In der Mitte meines Zimmers hat sich ein Loch aufgetan – ein Loch, bestimmt 20 Meter tief. Aus ihm dringen Gefahr verheißende Geräusche, gestern Abend hörte ich eine Frau weinen. Ich rief in das Loch und bot meine Hilfe an, doch die Frau ließ sich durch meine Worte nicht beruhigen. Vielleicht hat sie mich auch nicht verstanden, was mich nicht wundern würde, denn um sie herum wurde geschrien, geschossen, gehupt, geknallt und gehämmert.
Die Frau hat möglicherweise Hunger, urteilte ich und eilte in die Küche. Irgendwo war doch bestimmt noch etwas Essbares. In einer Ecke des Kühlschranks fand sich eine Konservendose ohne Etikett oder sonstige Beschriftung. Ich warf die Dose in das Loch hinein und erwartete vergeblich Dank für die Mühen, die ich auf mich genommen hatte.
Wenigstens das Weinen hatte zu meiner großen Erleichterung aufgehört; ich ging zufrieden zu Bett. Mitten in der Nacht erwachte ich, erhob mich, schlug mir tadelnd mit der flachen Hand gegen die Stirn, eilte erneut in die Küche, kramte in der Schublade nach dem Dosenöffner. Stracks brachte ich ihn ins Wohnzimmer. Aus dem Loch tönten noch immer Schreie, Hupen, Schüsse, Bohrmaschinen – man kennt das ja; die weinende Frau hörte ich nicht. Unbeirrt warf ich den Dosenöffner in das Loch und ging wieder Schlafen. Wie kann man nur derart unsensibel gegenüber den Bedürfnissen seiner Mitmenschen sein, dachte ich noch, aber die Antwort habe ich schon nicht mehr mitbekommen.
Ich erwachte im selben Bett zu anderer Stunde und fand mich über und über mit Blütenblättern bedeckt. Vor dem Bett stand eine Gruppe dunkel gekleideter Personen, die ich im spärlichen Licht nicht gleich als meine Familie erkannte. Ein Geistlicher murmelte ein Gebet und meine älteste Tochter sang eine klagende Weise.
Das wird ein schlechter Traum sein, befand ich, ahnend, dass es keiner war.
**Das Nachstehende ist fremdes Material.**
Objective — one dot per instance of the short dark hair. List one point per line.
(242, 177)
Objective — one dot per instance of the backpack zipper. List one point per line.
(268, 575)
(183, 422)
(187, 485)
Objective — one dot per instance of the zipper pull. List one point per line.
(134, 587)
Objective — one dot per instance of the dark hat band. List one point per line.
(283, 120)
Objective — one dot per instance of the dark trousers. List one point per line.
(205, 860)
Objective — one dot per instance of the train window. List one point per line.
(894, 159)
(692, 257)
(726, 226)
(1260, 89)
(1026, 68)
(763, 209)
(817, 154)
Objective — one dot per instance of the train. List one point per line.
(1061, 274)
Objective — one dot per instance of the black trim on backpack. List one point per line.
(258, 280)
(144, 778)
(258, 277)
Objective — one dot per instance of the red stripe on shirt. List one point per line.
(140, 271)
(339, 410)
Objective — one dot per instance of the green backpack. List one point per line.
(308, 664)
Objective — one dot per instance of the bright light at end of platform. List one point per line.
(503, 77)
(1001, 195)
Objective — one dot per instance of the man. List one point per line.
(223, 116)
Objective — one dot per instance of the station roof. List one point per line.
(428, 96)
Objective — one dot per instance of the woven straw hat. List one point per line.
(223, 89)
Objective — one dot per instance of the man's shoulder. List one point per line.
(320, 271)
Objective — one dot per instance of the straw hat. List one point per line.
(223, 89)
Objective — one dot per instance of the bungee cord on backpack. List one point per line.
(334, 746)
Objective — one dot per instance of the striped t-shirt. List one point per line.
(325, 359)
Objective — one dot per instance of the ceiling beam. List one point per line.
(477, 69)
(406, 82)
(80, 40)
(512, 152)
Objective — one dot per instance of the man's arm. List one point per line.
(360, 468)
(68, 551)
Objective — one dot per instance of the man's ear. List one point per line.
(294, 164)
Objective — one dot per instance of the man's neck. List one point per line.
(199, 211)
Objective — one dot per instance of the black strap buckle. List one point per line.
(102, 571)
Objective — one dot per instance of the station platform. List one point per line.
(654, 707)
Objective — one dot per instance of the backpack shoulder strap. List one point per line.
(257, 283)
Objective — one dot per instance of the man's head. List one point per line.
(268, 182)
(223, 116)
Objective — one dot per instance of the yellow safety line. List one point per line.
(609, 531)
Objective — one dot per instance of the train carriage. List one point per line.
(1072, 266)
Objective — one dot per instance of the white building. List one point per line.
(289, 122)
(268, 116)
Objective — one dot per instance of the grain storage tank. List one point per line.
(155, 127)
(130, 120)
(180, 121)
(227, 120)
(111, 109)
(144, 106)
Ich mache mir in solchen Dinge zu gerne etwas vor und bin darüber hinaus oft zu leichtgläubig.
Der Geistliche berührte meine Stirn und schloss mir die Augen – ich ließ ihn gewähren. „Vertraut den Wegen des Herrn, auch wenn es in dieser schweren Stunde nicht leicht fällt“, sagte er mit warmer hoffnungsspendender Stimme. Mir war er auf Anhieb sympathisch, auch das will schon was heißen. Trotz meiner Leichtgläubigkeit bin ich Fremden gegenüber anfangs recht scheu.
Meine Familie wendete sich ab, ich wurde weggeschafft und lebe seither auf dem Santa Cassilda Friedhof, nahe der Stadt La Coruña. Falls Sie mal dorthin kommen, würde ich mich unter Umständen über Ihren Besuch freuen. Versprechen kann ich es allerdings nicht.